Furthermore, the fact that is reusable means these cups are more economical than disposable cups, pads and tampons, he added.
“Reusable cups also decrease the amount of waste products generated from menstrual cycles.”
Despite the benefits, Bento feels there is a need for more studies to prove its safety. A disadvantage is that some women may find it difficult to insert and remove.
“Difficulties may disappear with practice. Some women find them uncomfortable and they may need to try a different size.”
But the menstrual cup is not suitable for women with pelvic organ prolapse (the dropping of any of the pelvic floor organs).
Research on menstrual cup
Bento noted there is insufficient evidence suggesting a risk in using the menstrual cup.
“In fact, no medical research was conducted prior to their introduction on the market. However, there are few, mostly low quality studies, on their safety,” said Bento.
He explained that case reports have linked menstrual cups to endometriosis and adenomyosis.
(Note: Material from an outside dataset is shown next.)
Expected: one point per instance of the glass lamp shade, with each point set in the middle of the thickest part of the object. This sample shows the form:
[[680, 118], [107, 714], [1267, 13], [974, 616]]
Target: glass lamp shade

Endometriosis is a condition where instead of the endometrium being found only in the endometrial cavity, it is found in other areas, mainly the pelvis. “This will result in the woman complaining of severe pain around the time of her menses,” added Bento.
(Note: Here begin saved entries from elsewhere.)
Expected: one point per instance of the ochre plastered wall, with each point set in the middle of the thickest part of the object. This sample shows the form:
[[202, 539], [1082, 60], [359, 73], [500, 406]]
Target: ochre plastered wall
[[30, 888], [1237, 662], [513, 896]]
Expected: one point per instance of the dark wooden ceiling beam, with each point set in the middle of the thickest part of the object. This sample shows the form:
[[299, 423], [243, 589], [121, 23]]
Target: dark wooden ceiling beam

He said that adenomyosis is similar except that in this case the endometrial is found in islands scattered within the myometrium (which is the muscular layer of the uterus).
“Another case report also found an association between using a menstrual cup and toxic shock syndrome, which is a severe bacterial infection. They were all just case reports, meaning it was just found in one person and they write about it. A better quality case comparing infections in groups of women using the menstrual cup and those using tampons did not find a significant difference in the rates of infection,” said Bento.
Bento warned that unhygienic practices during the menstrual cycle may lead to fungal infections, urinary tract infections and reproductive tract infections.
If not treated they may further result in subfertility.
“Menstrual cups are certainly a safer alternative to the many unhygienic methods like unsterilized cloths, ash, and husks that are being used in different parts of the world,” said Bento.
He said it is important to demystify some of the issues that “act as a barrier to using hygienic menstrual products”.